Some people rescue animals. Some people rescue caved-in miners, or shipwrecked sailors, or wayward souls. Some people rescue food that's about to go bad.
Apparently, I rescue clothes from the ground.
Is this a thing other people do? I keep finding abandoned clothes -- mostly jackets, but sometimes skirts, sometimes mittens or gloves, occasionally t-shirts. Once I found a blanket. I find them in the nearby park, along the street where I bike, on sidewalks as I run by. And since I hate to see something perfectly good go to waste, I bring it home. (And launder it first thing, but of course).
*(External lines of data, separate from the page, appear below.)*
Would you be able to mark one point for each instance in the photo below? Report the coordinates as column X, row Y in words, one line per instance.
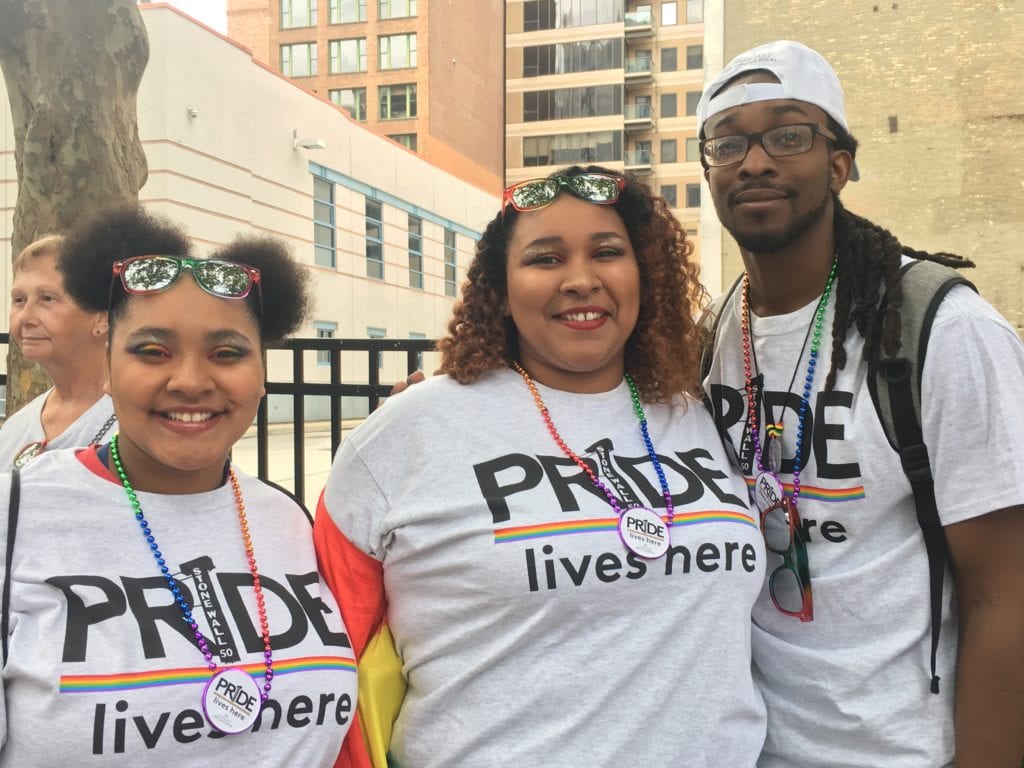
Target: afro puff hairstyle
column 90, row 251
column 285, row 284
column 86, row 263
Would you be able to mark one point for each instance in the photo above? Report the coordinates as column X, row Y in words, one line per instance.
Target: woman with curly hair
column 160, row 606
column 560, row 550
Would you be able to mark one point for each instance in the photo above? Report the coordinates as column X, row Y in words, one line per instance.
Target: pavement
column 282, row 461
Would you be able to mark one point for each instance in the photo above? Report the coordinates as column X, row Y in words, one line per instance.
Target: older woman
column 164, row 607
column 562, row 553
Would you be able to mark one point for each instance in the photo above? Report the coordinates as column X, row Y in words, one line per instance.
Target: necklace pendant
column 230, row 700
column 643, row 532
column 768, row 491
column 773, row 453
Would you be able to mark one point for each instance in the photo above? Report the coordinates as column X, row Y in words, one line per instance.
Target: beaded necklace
column 232, row 699
column 768, row 489
column 641, row 529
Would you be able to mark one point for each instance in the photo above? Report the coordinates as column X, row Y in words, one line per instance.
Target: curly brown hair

I try to only take clothes that have been left in the same place for a while, or clothes that otherwise look like they're abandoned. That means, often, the clothes I rescue look superficially icky: stuff trampled into the ground, rained on, run over by cars. But if I'm already sweaty from running, carrying something wet for a ways isn't all that much more disgusting than just being me. And almost always, this stuff cleans up perfectly well.
Because I happen to have what I call a yard-sale body, it turns out that a bunch of these clothes fit me. Some of them I keep: my very very very favorite t-shirt in the world -- the one I wore during the running segment of my IronMan -- was one I found wadded up along a sidewalk on our weekly running route. My dog has since loved the shirt (chewing holes in it, alas), so I am keeping my eyes out along the sidewalks in hopes that I can strike pay-shirt pay-dirt again.
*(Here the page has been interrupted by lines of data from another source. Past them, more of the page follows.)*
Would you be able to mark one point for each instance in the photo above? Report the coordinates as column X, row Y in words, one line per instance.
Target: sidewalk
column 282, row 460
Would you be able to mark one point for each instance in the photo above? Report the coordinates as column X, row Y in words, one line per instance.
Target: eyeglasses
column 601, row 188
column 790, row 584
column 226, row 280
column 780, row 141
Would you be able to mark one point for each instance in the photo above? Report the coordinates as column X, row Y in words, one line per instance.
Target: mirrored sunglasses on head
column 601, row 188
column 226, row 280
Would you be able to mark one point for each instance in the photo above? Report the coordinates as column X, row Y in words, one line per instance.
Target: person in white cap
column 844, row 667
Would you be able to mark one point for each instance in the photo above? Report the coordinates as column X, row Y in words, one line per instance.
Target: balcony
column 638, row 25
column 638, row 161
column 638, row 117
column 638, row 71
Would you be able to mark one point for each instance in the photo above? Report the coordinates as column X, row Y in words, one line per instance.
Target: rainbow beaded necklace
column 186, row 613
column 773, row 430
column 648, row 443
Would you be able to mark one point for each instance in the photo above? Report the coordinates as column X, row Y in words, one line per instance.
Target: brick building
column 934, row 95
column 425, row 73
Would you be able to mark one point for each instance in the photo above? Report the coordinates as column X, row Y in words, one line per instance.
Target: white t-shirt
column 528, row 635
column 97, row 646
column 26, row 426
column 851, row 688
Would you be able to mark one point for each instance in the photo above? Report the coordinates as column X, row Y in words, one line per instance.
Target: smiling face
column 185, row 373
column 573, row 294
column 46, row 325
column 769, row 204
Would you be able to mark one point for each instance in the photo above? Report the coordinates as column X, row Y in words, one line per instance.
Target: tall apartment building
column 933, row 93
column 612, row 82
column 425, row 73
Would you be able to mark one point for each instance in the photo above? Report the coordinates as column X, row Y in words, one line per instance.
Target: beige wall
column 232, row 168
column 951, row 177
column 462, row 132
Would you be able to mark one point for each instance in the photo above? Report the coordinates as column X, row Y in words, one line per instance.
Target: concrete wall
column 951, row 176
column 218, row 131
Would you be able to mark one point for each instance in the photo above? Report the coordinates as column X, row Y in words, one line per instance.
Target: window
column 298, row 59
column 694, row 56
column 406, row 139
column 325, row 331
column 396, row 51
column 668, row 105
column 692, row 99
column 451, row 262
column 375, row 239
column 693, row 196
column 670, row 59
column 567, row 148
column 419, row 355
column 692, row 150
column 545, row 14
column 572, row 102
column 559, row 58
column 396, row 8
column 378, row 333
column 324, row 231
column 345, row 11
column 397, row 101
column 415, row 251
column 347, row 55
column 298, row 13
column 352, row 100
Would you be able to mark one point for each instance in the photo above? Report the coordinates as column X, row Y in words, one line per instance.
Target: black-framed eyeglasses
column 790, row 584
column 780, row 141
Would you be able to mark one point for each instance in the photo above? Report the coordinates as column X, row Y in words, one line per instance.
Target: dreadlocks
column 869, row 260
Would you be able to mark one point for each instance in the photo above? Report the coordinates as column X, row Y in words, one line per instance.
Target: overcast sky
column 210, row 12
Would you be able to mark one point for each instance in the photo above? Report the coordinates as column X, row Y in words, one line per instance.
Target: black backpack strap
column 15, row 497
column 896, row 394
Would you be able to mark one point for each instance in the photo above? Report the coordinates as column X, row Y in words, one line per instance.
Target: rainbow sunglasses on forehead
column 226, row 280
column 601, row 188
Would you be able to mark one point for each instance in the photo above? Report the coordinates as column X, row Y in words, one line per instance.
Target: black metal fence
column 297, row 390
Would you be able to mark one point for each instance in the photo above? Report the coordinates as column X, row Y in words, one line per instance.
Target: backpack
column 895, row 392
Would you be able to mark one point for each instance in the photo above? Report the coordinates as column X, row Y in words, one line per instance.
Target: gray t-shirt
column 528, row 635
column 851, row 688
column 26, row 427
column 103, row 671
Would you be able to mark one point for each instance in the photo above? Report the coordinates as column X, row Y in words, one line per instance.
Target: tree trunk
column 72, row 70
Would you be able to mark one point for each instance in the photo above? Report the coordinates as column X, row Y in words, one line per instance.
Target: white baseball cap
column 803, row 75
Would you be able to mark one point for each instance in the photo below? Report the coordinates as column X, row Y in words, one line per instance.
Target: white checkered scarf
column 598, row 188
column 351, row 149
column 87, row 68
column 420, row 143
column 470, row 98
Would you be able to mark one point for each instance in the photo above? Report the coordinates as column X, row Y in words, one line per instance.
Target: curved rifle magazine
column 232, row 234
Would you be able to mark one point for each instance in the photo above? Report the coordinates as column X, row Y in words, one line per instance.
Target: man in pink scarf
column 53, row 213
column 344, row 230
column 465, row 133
But usually, I figure I've already got enough clothes, and so after laundering the whatever-it-is, I put it in our donation box to take to a local thrift shop.
Here's my latest rescue, the one that prompted this post.
This black jacket had been left by a tree in our local park, and it had gotten rained on and a bit caked with dirt. I could totally understand why people would leave it there, all wet and muddy. But those people aren't me.The price is right, I suppose.